7. California Privacy Rights
ccMarvin is based in California. If you are a California resident, you may
have rights under the California Consumer Privacy Act (CCPA) and related
California privacy laws. Whether or not those laws currently apply to ccMarvin,
we aim to honor reasonable access, deletion, and correction requests:
- Right to know: You may request access to the categories
and specific pieces of personal information we have collected about you.
- Right to delete: You may request deletion of your personal
information, subject to certain exceptions (such as data needed to complete
a transaction or comply with legal obligations).
- Right to correct: You may request correction of
inaccurate personal information.
- Right to non-discrimination: We will not discriminate
against you for exercising your CCPA rights.

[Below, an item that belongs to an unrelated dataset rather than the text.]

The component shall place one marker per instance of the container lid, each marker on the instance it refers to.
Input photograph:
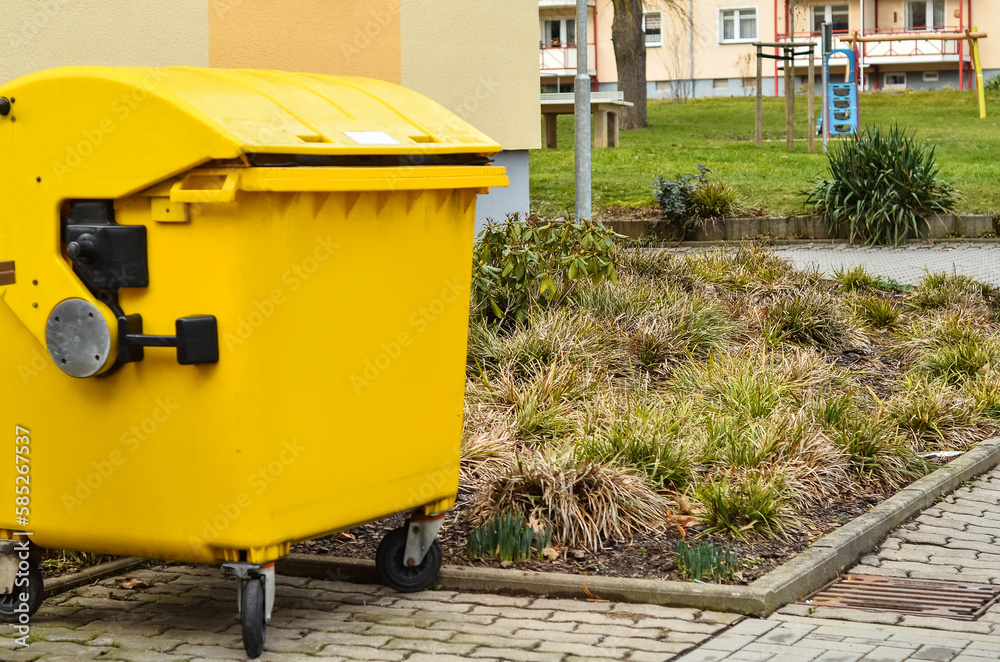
(272, 112)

- No sale of personal information: We do not sell or share
personal information for advertising or cross-context behavioral
advertising purposes.
To exercise any of these rights, contact us at
privacy@ccmarvin.com.
We will respond to verifiable requests within 45 days as required by law.
8. Children's Privacy
The Service is not intended for children under 13. We do not knowingly
collect personal information from children under 13. If we learn that we have
collected information from a child under 13, we will take steps to delete it.
9. International Users
ccMarvin is operated in the United States. If you access the service from
outside the United States, you understand that your information may be
transferred to and processed in the United States where privacy laws may differ
from those in your jurisdiction.
We rely on appropriate legal bases for processing personal information, such
as providing the Service, fulfilling our legitimate interests in securing and
improving the Service, complying with law, and obtaining consent where
required.
If you are located in the European Economic Area or the United Kingdom, you
may have rights under applicable data protection laws to request access to,
correction of, or deletion of your personal information by contacting
privacy@ccmarvin.com.
10. Changes to This Policy
We may update this Privacy Policy from time to time. If we make material
changes to how we collect, use, or share personal information, we will provide
reasonable notice — such as by posting the updated policy on this page
with a new "Last updated" date and, where appropriate, notifying users by email
or in-product notice. Your continued use of the Service after changes take
effect constitutes acceptance of the revised policy.
11. Contact Us
If you have questions about this Privacy Policy or wish to exercise your
privacy rights, please contact us at
privacy@ccmarvin.com.
We will make reasonable efforts to respond to privacy requests within 30 days,
or within the time required by applicable law.